Ship — /create-pr generates a PR description from the work, links to the Linear ticket, and pushes. /merge-pr handles the merge with verification.
Each phase clears context and starts fresh — that’s by design. Long-running sessions are where AI loses the thread. Instead, Catalyst uses handoff checkpoints (/create-handoff and /resume-handoff) to compress what the AI knows into a persistent document before moving on. The next phase picks up exactly where the last one left off, with clean context and no drift.
This happens automatically between workflow phases, but you can also create handoffs manually — mid-implementation when context is getting long, at the end of a session, or when passing work to a teammate. Every handoff is a snapshot: what was done, what’s left, and what decisions were made.
The workflow runs on a few key pieces of infrastructure:
Thoughts system — Think of it like a shared S3 bucket for everything the AI has done: research, plans, handoffs, PR descriptions. It’s git-backed, shared across worktrees and sessions, and it’s how any agent — in any session — can come back and understand what happened before.

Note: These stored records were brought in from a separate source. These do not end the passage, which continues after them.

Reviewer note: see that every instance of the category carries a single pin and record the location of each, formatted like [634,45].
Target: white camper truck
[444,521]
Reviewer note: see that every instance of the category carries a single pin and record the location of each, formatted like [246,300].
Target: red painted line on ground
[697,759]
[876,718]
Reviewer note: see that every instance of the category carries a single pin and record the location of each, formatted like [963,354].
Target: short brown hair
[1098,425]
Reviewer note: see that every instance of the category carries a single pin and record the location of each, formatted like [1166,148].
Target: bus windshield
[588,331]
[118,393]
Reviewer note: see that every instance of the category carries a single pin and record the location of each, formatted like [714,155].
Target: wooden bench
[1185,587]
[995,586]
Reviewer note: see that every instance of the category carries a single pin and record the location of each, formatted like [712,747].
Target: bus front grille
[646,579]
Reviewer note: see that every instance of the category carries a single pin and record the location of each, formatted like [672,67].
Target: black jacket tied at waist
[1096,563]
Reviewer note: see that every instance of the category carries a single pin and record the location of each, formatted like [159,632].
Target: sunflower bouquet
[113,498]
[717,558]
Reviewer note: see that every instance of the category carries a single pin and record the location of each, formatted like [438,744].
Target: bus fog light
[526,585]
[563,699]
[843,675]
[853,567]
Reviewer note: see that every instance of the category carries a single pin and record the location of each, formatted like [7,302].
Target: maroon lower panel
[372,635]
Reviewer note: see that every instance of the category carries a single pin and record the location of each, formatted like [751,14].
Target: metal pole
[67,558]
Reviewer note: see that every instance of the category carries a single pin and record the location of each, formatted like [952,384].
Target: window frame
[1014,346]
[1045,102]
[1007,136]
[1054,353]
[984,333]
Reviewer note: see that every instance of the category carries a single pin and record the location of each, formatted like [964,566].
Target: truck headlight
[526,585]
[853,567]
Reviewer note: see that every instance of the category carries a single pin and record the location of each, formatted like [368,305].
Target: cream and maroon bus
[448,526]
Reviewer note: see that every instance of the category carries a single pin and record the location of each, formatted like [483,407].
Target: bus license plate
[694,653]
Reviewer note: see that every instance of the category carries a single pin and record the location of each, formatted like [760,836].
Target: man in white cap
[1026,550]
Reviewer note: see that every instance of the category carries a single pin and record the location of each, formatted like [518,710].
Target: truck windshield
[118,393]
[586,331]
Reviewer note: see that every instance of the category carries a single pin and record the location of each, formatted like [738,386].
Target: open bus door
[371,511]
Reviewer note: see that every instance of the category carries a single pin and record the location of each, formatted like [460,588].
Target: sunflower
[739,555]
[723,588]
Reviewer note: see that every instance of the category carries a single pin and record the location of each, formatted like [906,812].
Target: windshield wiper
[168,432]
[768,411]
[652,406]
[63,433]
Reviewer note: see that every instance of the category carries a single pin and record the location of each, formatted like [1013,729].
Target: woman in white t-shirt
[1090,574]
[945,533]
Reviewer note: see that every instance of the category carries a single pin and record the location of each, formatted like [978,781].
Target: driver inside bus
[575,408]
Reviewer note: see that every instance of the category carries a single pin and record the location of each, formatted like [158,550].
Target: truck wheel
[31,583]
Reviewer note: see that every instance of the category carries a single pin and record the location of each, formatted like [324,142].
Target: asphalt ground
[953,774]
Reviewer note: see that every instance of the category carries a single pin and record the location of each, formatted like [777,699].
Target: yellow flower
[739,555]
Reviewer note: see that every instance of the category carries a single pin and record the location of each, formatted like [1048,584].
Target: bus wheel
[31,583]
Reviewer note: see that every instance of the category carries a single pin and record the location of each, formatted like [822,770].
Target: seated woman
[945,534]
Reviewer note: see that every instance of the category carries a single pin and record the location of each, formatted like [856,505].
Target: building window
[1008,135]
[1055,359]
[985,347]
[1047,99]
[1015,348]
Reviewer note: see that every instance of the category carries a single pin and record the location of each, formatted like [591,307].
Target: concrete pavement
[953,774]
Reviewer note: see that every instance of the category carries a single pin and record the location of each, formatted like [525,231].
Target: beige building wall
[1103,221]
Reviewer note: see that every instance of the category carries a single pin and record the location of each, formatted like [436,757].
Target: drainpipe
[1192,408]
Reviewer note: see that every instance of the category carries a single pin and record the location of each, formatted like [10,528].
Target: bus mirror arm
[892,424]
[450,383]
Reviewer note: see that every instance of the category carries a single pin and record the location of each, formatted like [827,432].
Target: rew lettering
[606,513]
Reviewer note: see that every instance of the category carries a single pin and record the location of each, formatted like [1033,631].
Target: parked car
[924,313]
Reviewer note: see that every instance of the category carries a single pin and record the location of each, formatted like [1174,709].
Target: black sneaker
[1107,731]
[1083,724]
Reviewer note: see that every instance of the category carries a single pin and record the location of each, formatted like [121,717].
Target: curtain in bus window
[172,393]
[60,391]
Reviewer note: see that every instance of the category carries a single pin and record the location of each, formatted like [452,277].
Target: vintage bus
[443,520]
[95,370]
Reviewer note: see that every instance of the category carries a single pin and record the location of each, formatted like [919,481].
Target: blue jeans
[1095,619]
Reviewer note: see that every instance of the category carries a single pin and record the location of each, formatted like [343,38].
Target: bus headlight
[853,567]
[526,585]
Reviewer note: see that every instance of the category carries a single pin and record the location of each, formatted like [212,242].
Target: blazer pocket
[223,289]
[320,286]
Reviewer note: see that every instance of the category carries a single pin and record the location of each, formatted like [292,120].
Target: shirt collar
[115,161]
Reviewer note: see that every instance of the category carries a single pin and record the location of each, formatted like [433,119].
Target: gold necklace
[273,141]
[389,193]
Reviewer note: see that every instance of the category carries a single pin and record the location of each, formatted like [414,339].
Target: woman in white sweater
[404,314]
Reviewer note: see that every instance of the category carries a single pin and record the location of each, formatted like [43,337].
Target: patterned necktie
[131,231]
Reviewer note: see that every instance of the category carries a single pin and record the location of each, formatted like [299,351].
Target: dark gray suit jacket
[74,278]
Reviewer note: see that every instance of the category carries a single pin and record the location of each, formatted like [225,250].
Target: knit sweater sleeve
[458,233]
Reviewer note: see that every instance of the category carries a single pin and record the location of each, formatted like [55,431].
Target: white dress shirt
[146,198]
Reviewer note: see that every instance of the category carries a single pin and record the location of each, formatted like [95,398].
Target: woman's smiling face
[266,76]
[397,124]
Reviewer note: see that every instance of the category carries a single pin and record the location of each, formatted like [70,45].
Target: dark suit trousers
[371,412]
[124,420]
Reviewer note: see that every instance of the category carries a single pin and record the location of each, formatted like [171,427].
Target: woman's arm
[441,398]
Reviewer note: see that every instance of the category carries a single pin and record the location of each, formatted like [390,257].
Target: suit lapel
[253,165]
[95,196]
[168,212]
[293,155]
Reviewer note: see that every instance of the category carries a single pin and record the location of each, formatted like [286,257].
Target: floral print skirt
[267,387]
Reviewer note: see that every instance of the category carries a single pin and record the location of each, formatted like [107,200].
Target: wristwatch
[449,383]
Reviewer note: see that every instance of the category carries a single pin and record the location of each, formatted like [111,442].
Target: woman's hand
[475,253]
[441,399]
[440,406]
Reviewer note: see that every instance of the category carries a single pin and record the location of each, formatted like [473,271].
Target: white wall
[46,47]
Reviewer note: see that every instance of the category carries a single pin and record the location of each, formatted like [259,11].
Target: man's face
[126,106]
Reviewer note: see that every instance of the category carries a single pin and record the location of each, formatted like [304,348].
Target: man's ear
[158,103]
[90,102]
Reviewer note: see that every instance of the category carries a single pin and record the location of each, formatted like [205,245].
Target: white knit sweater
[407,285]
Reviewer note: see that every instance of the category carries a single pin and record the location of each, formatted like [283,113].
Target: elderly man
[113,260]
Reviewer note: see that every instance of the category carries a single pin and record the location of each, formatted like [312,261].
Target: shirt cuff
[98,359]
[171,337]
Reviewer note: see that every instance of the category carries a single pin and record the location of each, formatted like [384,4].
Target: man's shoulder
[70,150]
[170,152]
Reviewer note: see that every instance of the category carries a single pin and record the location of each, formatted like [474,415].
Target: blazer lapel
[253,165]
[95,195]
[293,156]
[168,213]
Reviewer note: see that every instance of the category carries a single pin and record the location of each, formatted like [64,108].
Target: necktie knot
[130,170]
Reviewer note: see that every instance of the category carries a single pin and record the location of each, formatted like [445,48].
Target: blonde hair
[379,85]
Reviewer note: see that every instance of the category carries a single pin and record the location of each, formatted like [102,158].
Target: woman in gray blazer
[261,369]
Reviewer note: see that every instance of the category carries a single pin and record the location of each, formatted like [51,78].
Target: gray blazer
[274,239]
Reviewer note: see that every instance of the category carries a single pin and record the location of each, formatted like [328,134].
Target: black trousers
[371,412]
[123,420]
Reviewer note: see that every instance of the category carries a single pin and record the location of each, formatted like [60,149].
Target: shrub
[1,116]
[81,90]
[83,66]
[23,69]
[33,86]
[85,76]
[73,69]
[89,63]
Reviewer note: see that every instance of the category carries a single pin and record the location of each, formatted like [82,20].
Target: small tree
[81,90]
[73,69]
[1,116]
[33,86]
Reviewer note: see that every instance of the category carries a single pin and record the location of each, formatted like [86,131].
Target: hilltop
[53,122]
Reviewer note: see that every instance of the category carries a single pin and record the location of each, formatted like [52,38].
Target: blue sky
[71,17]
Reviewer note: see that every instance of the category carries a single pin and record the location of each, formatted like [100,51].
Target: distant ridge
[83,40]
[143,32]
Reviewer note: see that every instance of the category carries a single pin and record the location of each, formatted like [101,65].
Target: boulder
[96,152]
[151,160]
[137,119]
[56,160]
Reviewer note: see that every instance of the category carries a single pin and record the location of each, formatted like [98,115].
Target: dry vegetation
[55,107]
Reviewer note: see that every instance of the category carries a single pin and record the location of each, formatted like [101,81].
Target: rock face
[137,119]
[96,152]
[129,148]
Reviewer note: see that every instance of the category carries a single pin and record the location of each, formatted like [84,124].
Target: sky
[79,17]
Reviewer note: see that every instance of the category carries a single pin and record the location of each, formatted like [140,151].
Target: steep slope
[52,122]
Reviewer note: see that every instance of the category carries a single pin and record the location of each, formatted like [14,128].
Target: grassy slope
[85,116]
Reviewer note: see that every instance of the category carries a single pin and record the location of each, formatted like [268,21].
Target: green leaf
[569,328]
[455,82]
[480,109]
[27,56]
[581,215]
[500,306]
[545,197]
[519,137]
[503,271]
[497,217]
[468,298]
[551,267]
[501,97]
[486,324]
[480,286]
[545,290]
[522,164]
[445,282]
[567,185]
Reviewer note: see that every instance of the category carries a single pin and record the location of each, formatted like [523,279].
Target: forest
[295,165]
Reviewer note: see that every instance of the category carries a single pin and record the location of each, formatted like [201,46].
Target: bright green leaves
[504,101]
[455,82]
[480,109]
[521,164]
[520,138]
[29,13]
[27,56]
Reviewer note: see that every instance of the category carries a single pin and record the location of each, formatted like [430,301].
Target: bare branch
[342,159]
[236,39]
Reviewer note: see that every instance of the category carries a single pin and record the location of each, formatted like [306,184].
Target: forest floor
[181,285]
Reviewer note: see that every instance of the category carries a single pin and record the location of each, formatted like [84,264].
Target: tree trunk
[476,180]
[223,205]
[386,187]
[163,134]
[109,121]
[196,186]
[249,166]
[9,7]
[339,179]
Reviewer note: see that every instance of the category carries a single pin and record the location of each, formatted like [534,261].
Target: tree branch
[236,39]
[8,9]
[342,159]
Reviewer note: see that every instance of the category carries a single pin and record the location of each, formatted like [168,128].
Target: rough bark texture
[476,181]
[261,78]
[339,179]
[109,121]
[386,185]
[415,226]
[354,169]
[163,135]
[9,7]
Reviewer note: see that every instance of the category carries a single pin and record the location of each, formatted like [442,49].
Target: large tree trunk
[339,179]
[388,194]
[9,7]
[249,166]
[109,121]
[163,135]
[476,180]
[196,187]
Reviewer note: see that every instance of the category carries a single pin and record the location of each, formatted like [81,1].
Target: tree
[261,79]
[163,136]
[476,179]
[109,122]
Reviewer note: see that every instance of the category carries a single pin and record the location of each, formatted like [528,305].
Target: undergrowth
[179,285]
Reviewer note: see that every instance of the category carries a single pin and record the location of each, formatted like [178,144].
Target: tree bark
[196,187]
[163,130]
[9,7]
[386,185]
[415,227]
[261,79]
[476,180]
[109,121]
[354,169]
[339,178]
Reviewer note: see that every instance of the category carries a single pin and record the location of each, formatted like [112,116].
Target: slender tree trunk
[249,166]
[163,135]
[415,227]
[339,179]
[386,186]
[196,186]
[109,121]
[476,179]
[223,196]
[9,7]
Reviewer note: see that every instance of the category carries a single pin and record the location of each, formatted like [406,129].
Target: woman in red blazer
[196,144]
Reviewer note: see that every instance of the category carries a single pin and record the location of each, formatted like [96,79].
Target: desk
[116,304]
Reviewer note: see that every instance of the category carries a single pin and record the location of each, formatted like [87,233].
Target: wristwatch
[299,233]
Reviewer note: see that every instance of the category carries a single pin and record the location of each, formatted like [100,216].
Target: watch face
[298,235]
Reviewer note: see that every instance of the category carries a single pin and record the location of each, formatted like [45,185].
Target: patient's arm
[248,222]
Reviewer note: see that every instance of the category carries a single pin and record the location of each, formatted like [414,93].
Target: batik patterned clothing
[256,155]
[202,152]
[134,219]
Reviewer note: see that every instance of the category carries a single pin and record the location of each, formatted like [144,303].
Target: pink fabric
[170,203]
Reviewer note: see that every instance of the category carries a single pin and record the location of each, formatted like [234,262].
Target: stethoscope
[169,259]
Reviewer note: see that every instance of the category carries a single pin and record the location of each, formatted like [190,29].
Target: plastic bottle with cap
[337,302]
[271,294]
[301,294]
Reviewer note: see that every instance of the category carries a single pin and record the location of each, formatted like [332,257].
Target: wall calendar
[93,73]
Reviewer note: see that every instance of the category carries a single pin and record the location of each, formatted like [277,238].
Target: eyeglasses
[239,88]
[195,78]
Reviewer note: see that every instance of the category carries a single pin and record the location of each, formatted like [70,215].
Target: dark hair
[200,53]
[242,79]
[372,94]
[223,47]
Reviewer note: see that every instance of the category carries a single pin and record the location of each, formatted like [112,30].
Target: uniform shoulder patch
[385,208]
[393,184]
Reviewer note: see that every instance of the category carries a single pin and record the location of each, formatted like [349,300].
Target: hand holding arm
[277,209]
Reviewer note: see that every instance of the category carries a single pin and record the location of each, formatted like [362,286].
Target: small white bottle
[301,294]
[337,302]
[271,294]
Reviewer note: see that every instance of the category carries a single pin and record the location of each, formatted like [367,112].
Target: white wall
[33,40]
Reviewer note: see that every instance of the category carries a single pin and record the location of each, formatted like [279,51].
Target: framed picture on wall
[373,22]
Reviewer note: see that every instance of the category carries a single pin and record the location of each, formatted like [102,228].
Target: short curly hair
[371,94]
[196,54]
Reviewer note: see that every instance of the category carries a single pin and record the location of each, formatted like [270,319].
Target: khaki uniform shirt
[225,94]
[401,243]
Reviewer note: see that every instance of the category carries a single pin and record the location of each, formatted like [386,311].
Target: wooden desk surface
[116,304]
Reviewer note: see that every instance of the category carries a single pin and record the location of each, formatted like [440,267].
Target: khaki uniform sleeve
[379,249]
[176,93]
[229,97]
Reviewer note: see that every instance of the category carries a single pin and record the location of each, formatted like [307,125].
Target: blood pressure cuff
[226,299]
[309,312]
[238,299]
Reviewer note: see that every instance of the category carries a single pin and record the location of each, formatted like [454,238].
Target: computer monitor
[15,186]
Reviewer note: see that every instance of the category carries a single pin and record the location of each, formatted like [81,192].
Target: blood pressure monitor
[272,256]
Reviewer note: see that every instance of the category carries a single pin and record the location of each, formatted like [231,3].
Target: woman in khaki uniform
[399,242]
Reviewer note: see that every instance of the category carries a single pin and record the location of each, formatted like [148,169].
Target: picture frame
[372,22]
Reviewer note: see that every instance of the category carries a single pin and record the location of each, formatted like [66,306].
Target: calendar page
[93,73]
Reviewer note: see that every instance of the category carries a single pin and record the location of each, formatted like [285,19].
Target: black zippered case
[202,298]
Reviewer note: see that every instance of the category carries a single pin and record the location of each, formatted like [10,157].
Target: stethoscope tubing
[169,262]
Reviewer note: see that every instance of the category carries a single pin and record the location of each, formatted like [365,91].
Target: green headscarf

Worktrees — Catalyst is designed around git worktrees so you can have multiple features in flight at once. Each worktree gets its own workspace, its own branch, and its own local state — but they all share the same thoughts repo.
Workflow context — Local state that tracks what you’ve done in this worktree. It’s what lets /create-plan automatically find your latest research and /implement-plan find your latest plan — no file paths to remember.
Subagents — Commands spawn specialized agents, each with a focused job and a full context window dedicated to it. A locator agent searches the whole codebase for relevant files. An analyzer agent reads those files deeply. They work in parallel, but the real benefit is focus — each agent reasons about one thing well instead of juggling everything at once.
Third-party integrations — Linear for tickets, GitHub for PRs, DeepWiki and Context7 for external documentation, Sentry for error investigation.
You start a session. You run /research-codebase and describe what you need to understand. Three agents fan out across the codebase, find relevant files, analyze patterns, and report back. A research document lands in your thoughts repo. Context is clean.
You run /create-plan. Catalyst picks up the research automatically, and you work together to design the implementation. Phases, files, success criteria. When you’re satisfied, the plan saves. If the session is getting long, /create-handoff compresses everything into a checkpoint — you can resume later or hand it to a fresh session.
You run /implement-plan. Catalyst reads the full plan and starts building — phase by phase, with verification at each step. When it’s done, you run /validate-plan to confirm everything matches the spec.
You run /create-pr. A PR with a structured description, linked to your Linear ticket, ready for review.
Research to shipped PR. Each step is structured, each handoff is clean, and humans approve at every gate.